Hery menegaskan, di tengah gejolak geopolitik dan fluktuasi pasar keuangan global, perbankan Indonesia tetap kokoh. Kredit tumbuh double digit, DPK meningkat 10%, dan rasio kredit bermasalah (NPL) terjaga. Strategi penekanan biaya dana (cost of fund) menjadi salah satu kunci menjaga margin di tengah kenaikan BI Rate dan yield Surat Berharga Negara (SBN). Meski likuiditas masih longgar, perbankan tetap waspada terhadap potensi pengetatan pasar ke depan.
Bagi Indonesia, UMKM menyumbang lebih dari 60% terhadap produk domestik bruto (PDB) dan menyerap sekitar 97% tenaga kerja. Oleh karena itu, kelancaran penyaluran KUR menjadi indikator vital bagi pemulihan dan pertumbuhan ekonomi nasional. BRI, sebagai bank dengan portofolio UMKM terbesar, tidak hanya menyalurkan kredit tetapi juga membangun ekosistem keuangan inklusif melalui layanan BRIlink. Jaringan ini memungkinkan transaksi keuangan hingga ke pelosok desa, sekaligus mendorong usaha mikro untuk naik kelas.
Menurut analis perbankan, target KUR Rp 180 triliun pada 2026 menunjukkan optimisme BRI terhadap prospek sektor riil. Namun, tantangan tetap ada, seperti daya beli masyarakat yang belum pulih sepenuhnya dan risiko gagal bayar di segmen usaha mikro. Hery Gunardi optimistis bahwa dengan pendekatan tepat sasaran dan pengelolaan risiko yang ketat, BRI mampu menjaga kualitas kredit tetap sehat.
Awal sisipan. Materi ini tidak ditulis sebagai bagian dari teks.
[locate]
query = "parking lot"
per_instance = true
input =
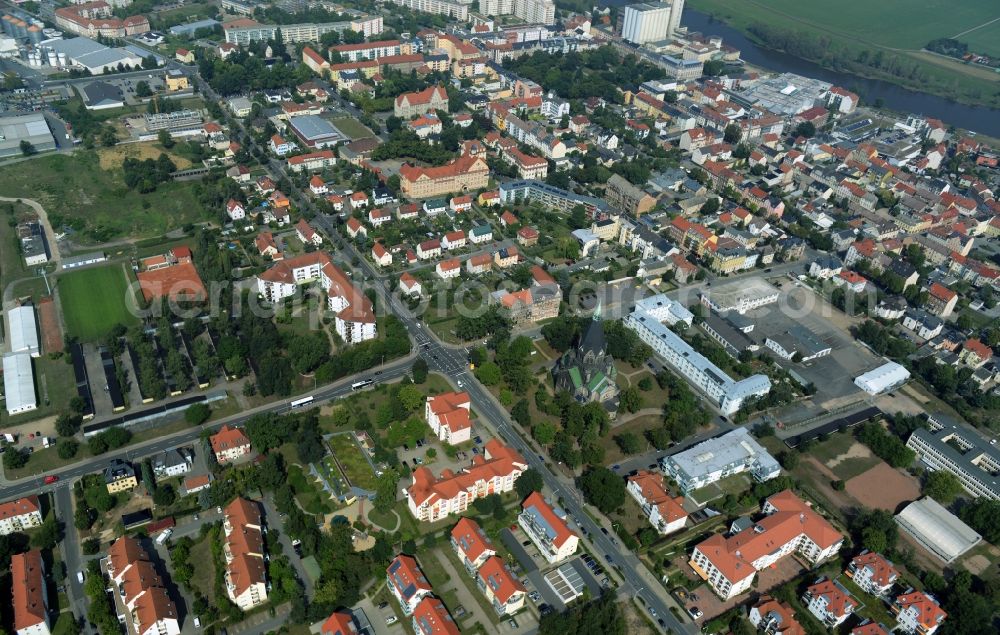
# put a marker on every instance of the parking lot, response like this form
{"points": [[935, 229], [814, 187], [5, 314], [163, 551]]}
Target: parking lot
{"points": [[833, 375]]}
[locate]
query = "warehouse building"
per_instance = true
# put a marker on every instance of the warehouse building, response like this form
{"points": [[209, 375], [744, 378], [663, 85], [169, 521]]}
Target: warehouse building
{"points": [[740, 296], [19, 383], [31, 128], [936, 529], [728, 393], [964, 453], [882, 379], [23, 330], [714, 459], [316, 132]]}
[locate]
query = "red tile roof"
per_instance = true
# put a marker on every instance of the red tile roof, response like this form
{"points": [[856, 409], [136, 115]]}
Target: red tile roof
{"points": [[432, 618], [228, 438], [28, 586], [734, 556], [543, 509], [19, 507], [495, 575], [929, 614], [471, 539]]}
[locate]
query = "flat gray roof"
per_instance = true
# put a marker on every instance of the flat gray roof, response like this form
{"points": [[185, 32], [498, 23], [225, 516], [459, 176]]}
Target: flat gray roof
{"points": [[936, 529], [715, 454], [19, 382], [23, 331]]}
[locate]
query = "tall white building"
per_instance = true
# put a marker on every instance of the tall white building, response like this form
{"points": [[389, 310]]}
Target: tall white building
{"points": [[651, 21], [531, 11]]}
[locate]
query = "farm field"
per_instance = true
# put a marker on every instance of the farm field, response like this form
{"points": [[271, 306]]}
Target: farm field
{"points": [[914, 23], [77, 192], [94, 300]]}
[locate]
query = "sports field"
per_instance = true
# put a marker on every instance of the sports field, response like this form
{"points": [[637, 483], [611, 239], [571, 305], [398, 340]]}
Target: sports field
{"points": [[94, 300], [903, 24]]}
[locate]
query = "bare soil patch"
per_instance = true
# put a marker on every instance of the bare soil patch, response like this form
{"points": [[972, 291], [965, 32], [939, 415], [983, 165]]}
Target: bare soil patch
{"points": [[883, 487]]}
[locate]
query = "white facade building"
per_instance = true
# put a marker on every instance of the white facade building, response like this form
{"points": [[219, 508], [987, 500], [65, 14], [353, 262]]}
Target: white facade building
{"points": [[695, 367]]}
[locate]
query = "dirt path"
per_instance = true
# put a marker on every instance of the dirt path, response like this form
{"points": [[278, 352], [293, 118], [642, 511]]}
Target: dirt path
{"points": [[44, 218]]}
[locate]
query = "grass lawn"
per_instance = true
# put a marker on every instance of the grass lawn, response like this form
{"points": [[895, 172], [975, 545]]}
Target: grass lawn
{"points": [[54, 385], [94, 300], [204, 574], [309, 494], [735, 484], [75, 190], [352, 128], [356, 466]]}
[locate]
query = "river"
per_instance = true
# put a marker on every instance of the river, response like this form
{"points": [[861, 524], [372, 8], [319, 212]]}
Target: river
{"points": [[975, 118]]}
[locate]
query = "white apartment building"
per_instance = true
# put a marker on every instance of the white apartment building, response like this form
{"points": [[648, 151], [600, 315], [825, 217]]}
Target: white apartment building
{"points": [[729, 562], [665, 513], [714, 459], [547, 529], [646, 22], [695, 367], [975, 465], [829, 602], [355, 315], [432, 498], [456, 10], [407, 583], [20, 514], [918, 613], [872, 573], [448, 416]]}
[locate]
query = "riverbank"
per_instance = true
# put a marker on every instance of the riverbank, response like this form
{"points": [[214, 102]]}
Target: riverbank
{"points": [[858, 55]]}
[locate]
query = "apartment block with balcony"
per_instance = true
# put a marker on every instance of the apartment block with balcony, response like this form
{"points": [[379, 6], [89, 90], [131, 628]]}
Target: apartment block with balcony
{"points": [[546, 527], [243, 548]]}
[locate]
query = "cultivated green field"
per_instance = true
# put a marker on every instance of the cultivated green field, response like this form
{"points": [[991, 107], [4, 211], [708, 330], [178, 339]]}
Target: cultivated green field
{"points": [[76, 191], [905, 24], [94, 300]]}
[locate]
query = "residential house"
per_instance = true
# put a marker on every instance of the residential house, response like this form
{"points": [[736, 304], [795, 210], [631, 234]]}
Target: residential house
{"points": [[451, 268], [432, 498], [235, 210], [307, 234], [471, 544], [918, 613], [409, 285], [479, 263], [243, 548], [448, 417], [829, 602], [547, 529], [30, 596], [941, 300], [502, 589], [429, 249], [381, 255], [453, 240], [665, 513], [729, 562], [407, 582], [119, 476], [872, 573], [20, 514], [229, 444]]}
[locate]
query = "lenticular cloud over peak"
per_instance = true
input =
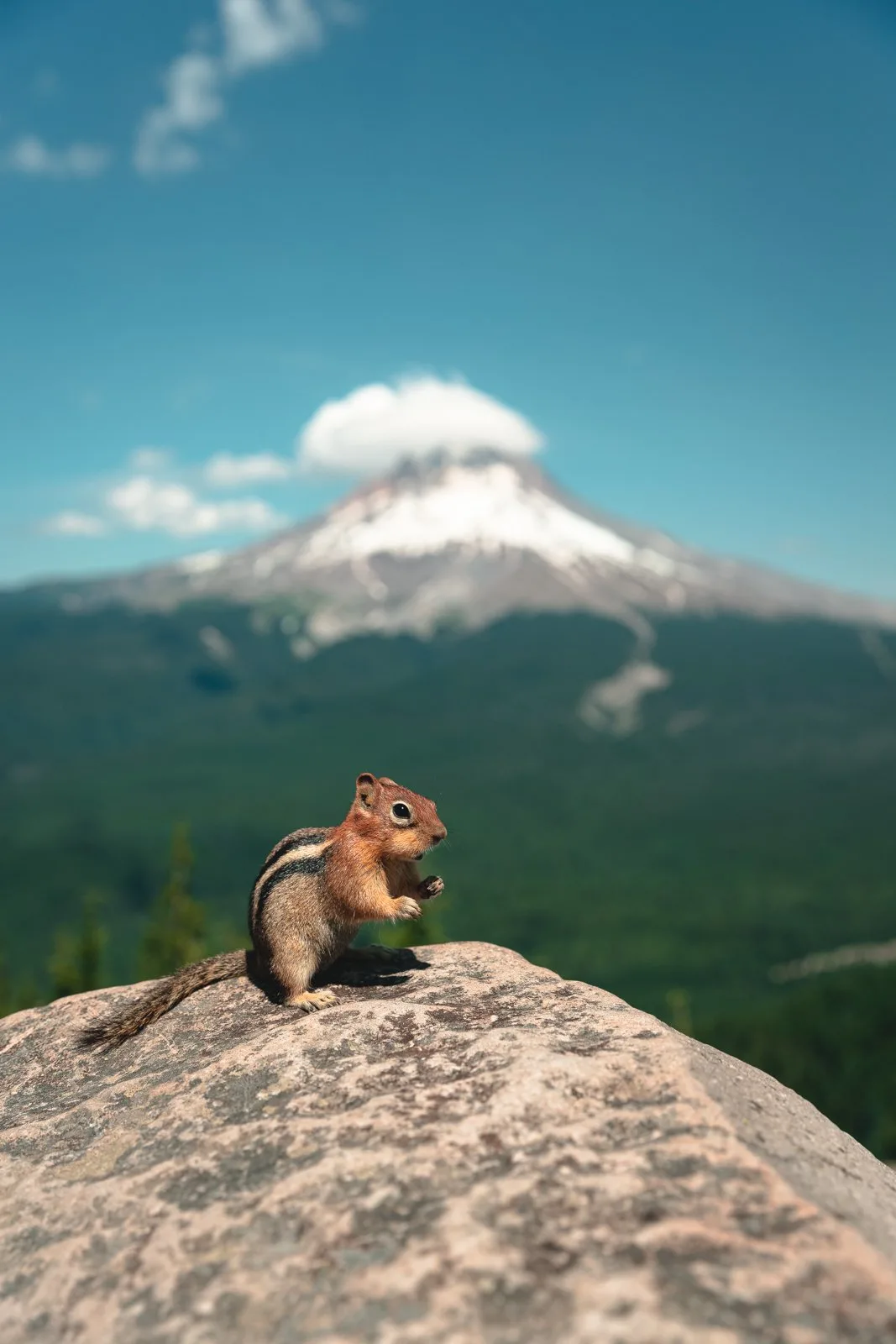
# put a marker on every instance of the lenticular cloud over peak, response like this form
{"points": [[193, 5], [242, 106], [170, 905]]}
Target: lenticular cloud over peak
{"points": [[378, 425]]}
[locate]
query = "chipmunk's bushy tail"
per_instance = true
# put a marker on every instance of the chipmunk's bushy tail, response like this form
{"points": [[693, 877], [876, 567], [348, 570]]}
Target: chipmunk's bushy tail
{"points": [[120, 1026]]}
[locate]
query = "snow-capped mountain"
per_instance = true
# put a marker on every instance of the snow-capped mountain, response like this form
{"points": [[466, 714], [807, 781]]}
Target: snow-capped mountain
{"points": [[466, 542]]}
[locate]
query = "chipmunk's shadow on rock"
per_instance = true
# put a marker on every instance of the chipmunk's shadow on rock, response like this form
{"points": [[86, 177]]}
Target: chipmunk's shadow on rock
{"points": [[359, 968]]}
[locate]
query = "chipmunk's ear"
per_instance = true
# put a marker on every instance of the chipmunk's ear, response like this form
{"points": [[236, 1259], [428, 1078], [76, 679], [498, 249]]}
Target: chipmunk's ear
{"points": [[365, 790]]}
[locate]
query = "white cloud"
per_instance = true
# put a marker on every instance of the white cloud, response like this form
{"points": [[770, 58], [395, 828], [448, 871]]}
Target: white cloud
{"points": [[376, 425], [149, 459], [250, 34], [192, 87], [226, 470], [259, 34], [31, 156], [145, 503], [69, 523]]}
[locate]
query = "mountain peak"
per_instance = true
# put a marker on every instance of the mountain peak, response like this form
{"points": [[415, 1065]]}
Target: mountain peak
{"points": [[469, 539]]}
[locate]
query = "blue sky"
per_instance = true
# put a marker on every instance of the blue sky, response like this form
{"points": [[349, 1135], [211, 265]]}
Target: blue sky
{"points": [[663, 233]]}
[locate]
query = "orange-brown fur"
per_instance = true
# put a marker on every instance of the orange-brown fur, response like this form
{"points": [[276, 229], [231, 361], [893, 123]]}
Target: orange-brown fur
{"points": [[313, 893]]}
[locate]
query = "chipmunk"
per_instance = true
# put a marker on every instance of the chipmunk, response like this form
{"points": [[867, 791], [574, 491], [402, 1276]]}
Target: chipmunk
{"points": [[313, 893]]}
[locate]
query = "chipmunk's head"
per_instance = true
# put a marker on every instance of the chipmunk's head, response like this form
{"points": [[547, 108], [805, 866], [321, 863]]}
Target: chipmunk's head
{"points": [[403, 823]]}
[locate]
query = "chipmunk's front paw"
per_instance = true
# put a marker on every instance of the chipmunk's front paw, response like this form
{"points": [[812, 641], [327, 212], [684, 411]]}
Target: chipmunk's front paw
{"points": [[430, 889]]}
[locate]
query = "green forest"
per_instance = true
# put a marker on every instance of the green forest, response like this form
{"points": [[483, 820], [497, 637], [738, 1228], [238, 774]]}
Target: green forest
{"points": [[747, 820]]}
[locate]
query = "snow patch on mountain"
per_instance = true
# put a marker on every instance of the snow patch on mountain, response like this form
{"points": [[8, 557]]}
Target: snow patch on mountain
{"points": [[483, 510]]}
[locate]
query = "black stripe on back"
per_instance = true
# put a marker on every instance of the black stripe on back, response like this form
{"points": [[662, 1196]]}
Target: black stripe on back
{"points": [[297, 840], [308, 867]]}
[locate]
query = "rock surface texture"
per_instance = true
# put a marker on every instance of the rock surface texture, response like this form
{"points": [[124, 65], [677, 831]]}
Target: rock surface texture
{"points": [[470, 1149]]}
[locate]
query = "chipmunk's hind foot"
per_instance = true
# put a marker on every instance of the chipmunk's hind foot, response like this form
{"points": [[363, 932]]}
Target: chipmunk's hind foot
{"points": [[312, 1000]]}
Ke depan, pertanyaan yang mengemuka adalah sejauh mana kebijakan moneter dan fiskal pemerintah akan mendukung akselerasi KUR tanpa mengorbankan stabilitas sistem keuangan. Dengan likuiditas yang masih longgar, perbankan memiliki ruang untuk terus mendorong kredit produktif, namun kewaspadaan terhadap gejolak eksternal tetap diperlukan.